By James DeRuvo (doddleNEWS)

I remember when I was a kid visiting Disneyland for the first time and one of my favorite attractions was CircleVision. This was a classic Disney attraction where they showed a movie in the round shot with a series of cameras that covered a 360 degree spectrum. I’ll never forget being in San Francisco and seeing people lean as the camera went down Lombard street and during the fire engine ride.

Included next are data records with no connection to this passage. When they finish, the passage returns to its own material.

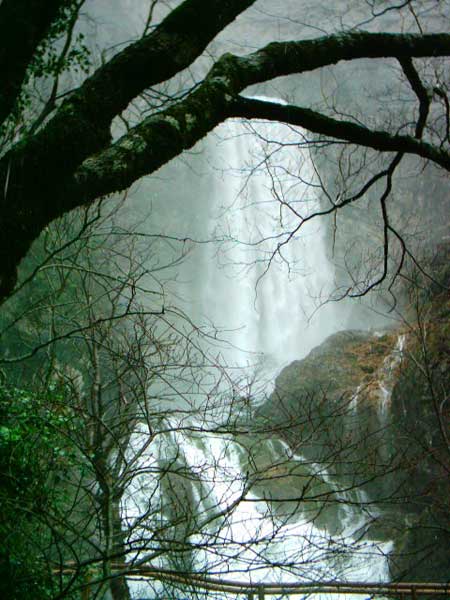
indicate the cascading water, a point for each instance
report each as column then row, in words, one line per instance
column 195, row 486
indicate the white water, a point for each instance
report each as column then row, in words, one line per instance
column 267, row 318
column 233, row 532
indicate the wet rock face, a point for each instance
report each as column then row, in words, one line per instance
column 372, row 407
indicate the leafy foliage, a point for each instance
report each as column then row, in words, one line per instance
column 33, row 450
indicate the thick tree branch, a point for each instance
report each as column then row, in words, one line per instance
column 41, row 182
column 23, row 25
column 344, row 130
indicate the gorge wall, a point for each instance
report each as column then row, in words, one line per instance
column 372, row 407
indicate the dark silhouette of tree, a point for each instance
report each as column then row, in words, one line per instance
column 69, row 158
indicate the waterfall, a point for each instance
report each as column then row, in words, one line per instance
column 191, row 485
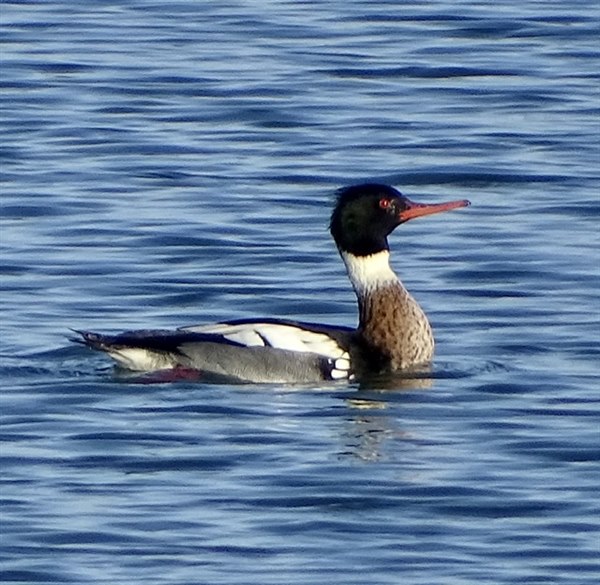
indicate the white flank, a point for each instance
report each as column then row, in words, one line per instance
column 280, row 336
column 367, row 273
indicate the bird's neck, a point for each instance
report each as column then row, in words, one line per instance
column 390, row 321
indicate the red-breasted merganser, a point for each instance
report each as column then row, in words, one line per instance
column 393, row 332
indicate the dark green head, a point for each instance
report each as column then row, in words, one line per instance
column 365, row 215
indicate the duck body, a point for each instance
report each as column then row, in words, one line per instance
column 393, row 331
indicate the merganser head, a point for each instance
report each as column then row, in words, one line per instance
column 365, row 215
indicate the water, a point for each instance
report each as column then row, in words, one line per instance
column 170, row 164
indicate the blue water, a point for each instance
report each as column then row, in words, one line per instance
column 165, row 164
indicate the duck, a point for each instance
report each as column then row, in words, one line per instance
column 393, row 333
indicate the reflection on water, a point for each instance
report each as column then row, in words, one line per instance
column 164, row 165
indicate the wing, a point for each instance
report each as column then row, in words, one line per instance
column 327, row 341
column 258, row 351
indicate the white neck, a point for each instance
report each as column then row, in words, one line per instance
column 367, row 273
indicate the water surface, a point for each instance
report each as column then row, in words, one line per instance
column 164, row 165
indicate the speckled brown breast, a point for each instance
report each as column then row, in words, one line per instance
column 394, row 328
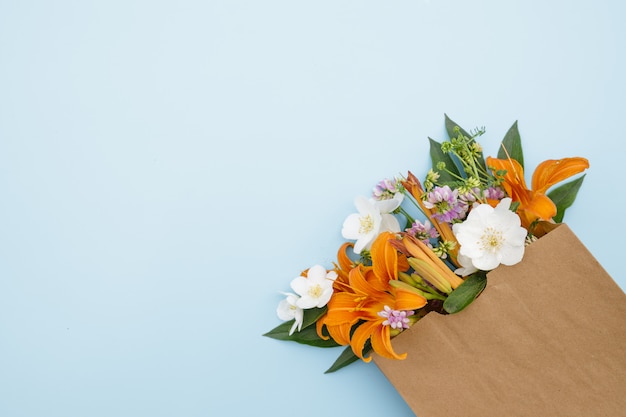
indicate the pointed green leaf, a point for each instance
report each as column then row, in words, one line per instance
column 465, row 293
column 513, row 144
column 436, row 156
column 451, row 125
column 306, row 336
column 346, row 358
column 564, row 196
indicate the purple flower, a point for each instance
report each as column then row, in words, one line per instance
column 446, row 203
column 494, row 193
column 386, row 189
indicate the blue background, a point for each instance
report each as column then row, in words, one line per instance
column 166, row 169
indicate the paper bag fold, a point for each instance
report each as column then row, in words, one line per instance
column 546, row 338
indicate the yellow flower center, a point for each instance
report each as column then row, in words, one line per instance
column 491, row 240
column 315, row 291
column 367, row 224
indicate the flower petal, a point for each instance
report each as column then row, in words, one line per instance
column 553, row 171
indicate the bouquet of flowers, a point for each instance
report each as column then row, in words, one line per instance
column 418, row 247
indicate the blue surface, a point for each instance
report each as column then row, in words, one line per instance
column 166, row 168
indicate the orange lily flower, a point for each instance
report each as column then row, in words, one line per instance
column 367, row 294
column 534, row 204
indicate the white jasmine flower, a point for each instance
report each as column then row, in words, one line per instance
column 315, row 289
column 491, row 236
column 288, row 310
column 373, row 217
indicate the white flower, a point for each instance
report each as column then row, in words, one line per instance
column 288, row 310
column 315, row 289
column 373, row 218
column 491, row 236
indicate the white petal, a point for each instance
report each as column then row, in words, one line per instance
column 316, row 273
column 300, row 285
column 363, row 242
column 389, row 223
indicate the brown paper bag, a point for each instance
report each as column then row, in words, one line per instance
column 547, row 337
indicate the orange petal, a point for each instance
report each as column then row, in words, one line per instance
column 360, row 337
column 541, row 206
column 384, row 257
column 553, row 171
column 408, row 300
column 381, row 343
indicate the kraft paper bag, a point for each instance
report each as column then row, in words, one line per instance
column 547, row 337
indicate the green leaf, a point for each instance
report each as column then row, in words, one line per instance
column 465, row 293
column 306, row 336
column 437, row 155
column 512, row 142
column 451, row 125
column 564, row 196
column 346, row 358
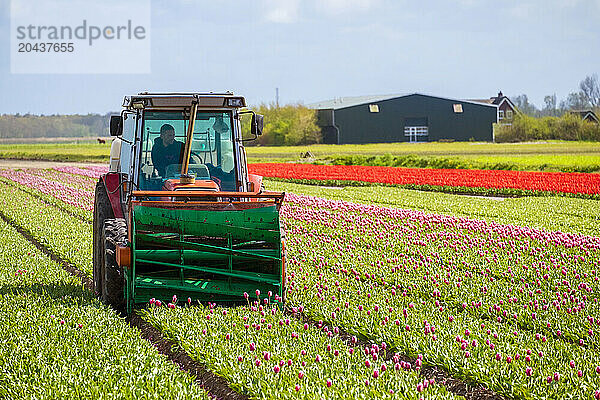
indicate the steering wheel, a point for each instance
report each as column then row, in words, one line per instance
column 195, row 158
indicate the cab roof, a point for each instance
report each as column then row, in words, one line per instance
column 179, row 100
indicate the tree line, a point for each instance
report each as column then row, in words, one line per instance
column 587, row 97
column 292, row 124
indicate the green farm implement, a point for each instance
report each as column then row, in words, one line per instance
column 178, row 214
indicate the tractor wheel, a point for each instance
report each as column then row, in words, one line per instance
column 102, row 211
column 283, row 256
column 113, row 285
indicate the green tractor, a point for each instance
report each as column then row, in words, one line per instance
column 178, row 213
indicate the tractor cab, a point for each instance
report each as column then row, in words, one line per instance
column 178, row 213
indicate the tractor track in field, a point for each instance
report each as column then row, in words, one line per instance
column 32, row 192
column 469, row 390
column 216, row 386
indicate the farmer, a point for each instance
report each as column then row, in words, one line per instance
column 166, row 150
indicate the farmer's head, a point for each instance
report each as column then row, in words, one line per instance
column 167, row 134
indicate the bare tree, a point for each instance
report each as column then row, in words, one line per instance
column 523, row 104
column 575, row 101
column 591, row 89
column 550, row 107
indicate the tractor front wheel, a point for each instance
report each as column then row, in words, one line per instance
column 102, row 212
column 114, row 233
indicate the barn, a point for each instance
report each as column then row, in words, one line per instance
column 404, row 118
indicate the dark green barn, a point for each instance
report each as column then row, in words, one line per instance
column 404, row 118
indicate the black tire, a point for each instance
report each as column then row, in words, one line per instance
column 113, row 285
column 102, row 211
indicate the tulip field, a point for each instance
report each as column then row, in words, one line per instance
column 502, row 303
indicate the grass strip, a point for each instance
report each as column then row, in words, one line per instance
column 58, row 341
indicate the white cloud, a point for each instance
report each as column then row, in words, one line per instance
column 521, row 10
column 343, row 6
column 281, row 11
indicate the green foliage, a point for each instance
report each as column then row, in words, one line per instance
column 58, row 341
column 526, row 128
column 515, row 163
column 289, row 125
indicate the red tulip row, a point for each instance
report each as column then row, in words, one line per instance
column 577, row 183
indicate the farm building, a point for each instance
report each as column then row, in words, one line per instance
column 506, row 108
column 404, row 118
column 586, row 115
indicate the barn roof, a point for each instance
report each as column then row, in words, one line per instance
column 344, row 102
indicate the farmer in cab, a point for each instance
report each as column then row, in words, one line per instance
column 166, row 150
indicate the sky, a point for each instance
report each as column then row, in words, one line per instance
column 315, row 50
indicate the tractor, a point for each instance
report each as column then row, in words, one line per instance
column 178, row 213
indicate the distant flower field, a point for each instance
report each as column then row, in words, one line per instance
column 575, row 183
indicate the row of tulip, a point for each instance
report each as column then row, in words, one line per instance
column 58, row 342
column 449, row 289
column 432, row 285
column 557, row 182
column 266, row 354
column 315, row 364
column 62, row 233
column 76, row 197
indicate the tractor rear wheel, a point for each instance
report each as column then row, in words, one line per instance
column 113, row 282
column 102, row 211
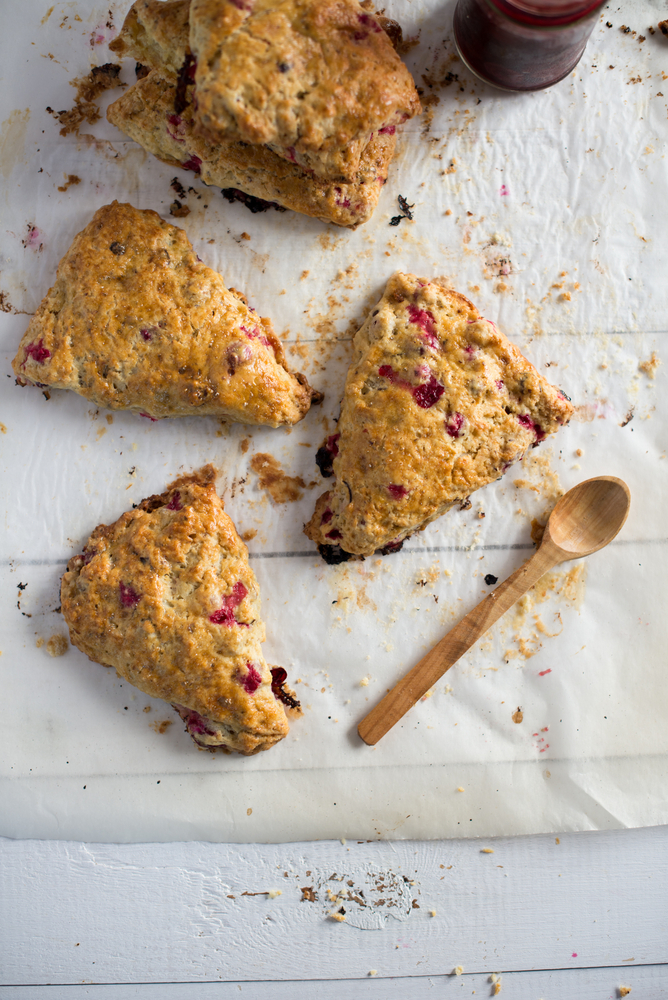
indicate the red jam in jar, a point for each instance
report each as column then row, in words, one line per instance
column 523, row 45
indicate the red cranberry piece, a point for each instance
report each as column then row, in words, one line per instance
column 398, row 492
column 426, row 395
column 252, row 680
column 225, row 615
column 129, row 597
column 37, row 351
column 453, row 424
column 192, row 163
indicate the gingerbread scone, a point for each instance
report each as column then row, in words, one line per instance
column 136, row 321
column 309, row 79
column 145, row 112
column 437, row 404
column 167, row 598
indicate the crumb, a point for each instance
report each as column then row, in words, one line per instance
column 57, row 645
column 650, row 366
column 70, row 179
column 161, row 727
column 178, row 210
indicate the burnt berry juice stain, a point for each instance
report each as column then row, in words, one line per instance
column 523, row 46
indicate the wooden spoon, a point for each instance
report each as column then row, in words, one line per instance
column 583, row 521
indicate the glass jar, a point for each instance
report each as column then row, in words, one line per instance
column 523, row 45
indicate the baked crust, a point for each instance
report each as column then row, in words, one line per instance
column 155, row 34
column 166, row 596
column 145, row 112
column 437, row 403
column 136, row 322
column 310, row 79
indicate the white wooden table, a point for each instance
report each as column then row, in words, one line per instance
column 576, row 916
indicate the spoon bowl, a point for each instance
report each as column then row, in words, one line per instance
column 588, row 517
column 584, row 520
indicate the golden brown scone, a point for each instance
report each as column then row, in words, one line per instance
column 437, row 403
column 310, row 79
column 155, row 34
column 166, row 596
column 146, row 113
column 136, row 322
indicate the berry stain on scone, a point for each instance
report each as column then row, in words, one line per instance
column 136, row 321
column 166, row 596
column 437, row 404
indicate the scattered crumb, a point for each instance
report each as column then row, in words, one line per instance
column 650, row 366
column 57, row 645
column 280, row 487
column 70, row 179
column 161, row 727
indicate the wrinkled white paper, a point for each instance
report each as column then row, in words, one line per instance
column 549, row 211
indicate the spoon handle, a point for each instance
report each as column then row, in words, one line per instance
column 455, row 643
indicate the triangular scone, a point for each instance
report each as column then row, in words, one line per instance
column 437, row 403
column 166, row 596
column 145, row 112
column 310, row 79
column 135, row 321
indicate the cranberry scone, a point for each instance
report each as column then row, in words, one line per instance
column 309, row 79
column 166, row 596
column 135, row 321
column 437, row 403
column 145, row 113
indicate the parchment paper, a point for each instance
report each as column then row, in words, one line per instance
column 549, row 211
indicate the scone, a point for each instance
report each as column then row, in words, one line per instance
column 166, row 596
column 309, row 79
column 135, row 321
column 437, row 403
column 145, row 112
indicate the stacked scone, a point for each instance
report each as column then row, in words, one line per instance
column 294, row 102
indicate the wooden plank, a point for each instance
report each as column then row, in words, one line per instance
column 649, row 982
column 204, row 912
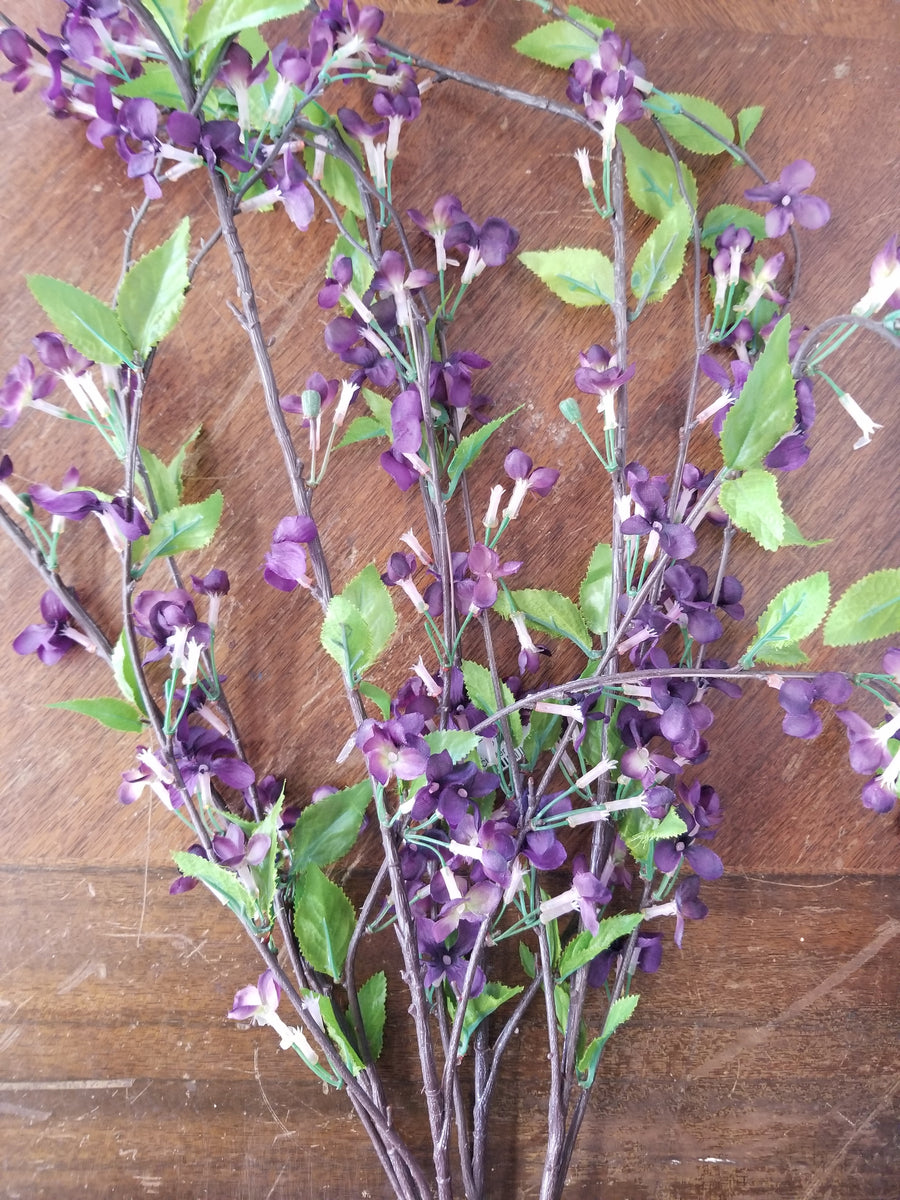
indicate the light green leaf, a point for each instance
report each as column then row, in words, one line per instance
column 795, row 612
column 558, row 43
column 217, row 19
column 372, row 1002
column 748, row 120
column 187, row 527
column 753, row 503
column 868, row 610
column 223, row 883
column 153, row 292
column 723, row 215
column 327, row 829
column 345, row 636
column 660, row 259
column 765, row 411
column 550, row 612
column 586, row 946
column 479, row 687
column 109, row 711
column 690, row 135
column 89, row 324
column 652, row 179
column 324, row 921
column 469, row 448
column 595, row 593
column 579, row 275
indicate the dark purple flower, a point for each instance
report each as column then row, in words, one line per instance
column 791, row 203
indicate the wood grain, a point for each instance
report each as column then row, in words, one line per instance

It was an e-ticket ride that didn’t go anywhere. And it may have been one of the pioneering efforts at virtual reality without even realizing it. Now VR films are making a comeback thanks to digital advancements and cameras like GoPro. Could Virtual Reality be filmmaking’s next great cinematic frontier? It is if JauntVR has anything to say about it.

 

The concept was to try and use the JauntVR camera to try and tell the story in a narrative form and put the audience virtually in the move, as if someone had the ability to step into the movie. – Matthew Gratzner, Director

Disney’s Circlevision Rig from the 60s …

Back in the 60s, Disney mounted nine 35mm film cameras pointing up through mirrors to cover the 360 degree spectrum they were shooting. It was absolutely massive. But it provided for stunning results.

But now, in the digital GoPro era, users can mount cameras that are far smaller, lighter, and you can use far more cameras to cover more of the spectrum. Hell, at this point you could even do a spherical setup.

There’s a good piece of still image technology known as Motrr Galileo for the iPhone that takes a spherical picture and then as you view it, the image will move as you do. It’s very cool. And I’ve seen videos shot with multiple GoPros mounted on a race car that let you do the same thing in video.

Jaunt VR is being developed by New Deal Studios, and with Disney (of course) they are producing a short war film called “The Mission,” which will be watched using virtual reality headsets like the Oculus Rift and give audience members the ability to immerse themselves in the story like never before.

Director Matthew Gratzner says that filming with JauntVR will allow the audience to look in any direction in the round. Also at this stage, JauntVR doesn’t give users the ability to choose lenses either. So you really don’t have the ability to pull focus or have great depth of field or even Bokeh at this point. But I’m sure that will happen in time. Heck, it happened with GoPro as third party lens add-ons and cages are popping up everywhere. So I can already envision the possibilities.

Gratzner says, however, that even without a choices of lenses, the real challenge includes the need to have action going on in every direction.” You see 360 degrees in the round … and every perspective has to have action or something going on at all times.”

He also points out that it changes the way he’s shooting because you can’t have the infamous 4th wall with the camera crew on the other side watching the acting. The acting has to go on all around, so the crew is, in essence out of the field of view, a long way off. And that poses challenges for camera movement, sound gathering, lighting, and a host of other cinematic activity that we take for granted on the set.

So what’s the payoff? The audience becoming a character in the movie. I silent observer in a virtual world being able to look wherever in a scene where action catches your eye. And that’s bound to create a whole new way of being entertained. It certainly did to a 10 year old boy in the 60s watching CircleVision and it takes us one step closer to that holodeck from Star Trek.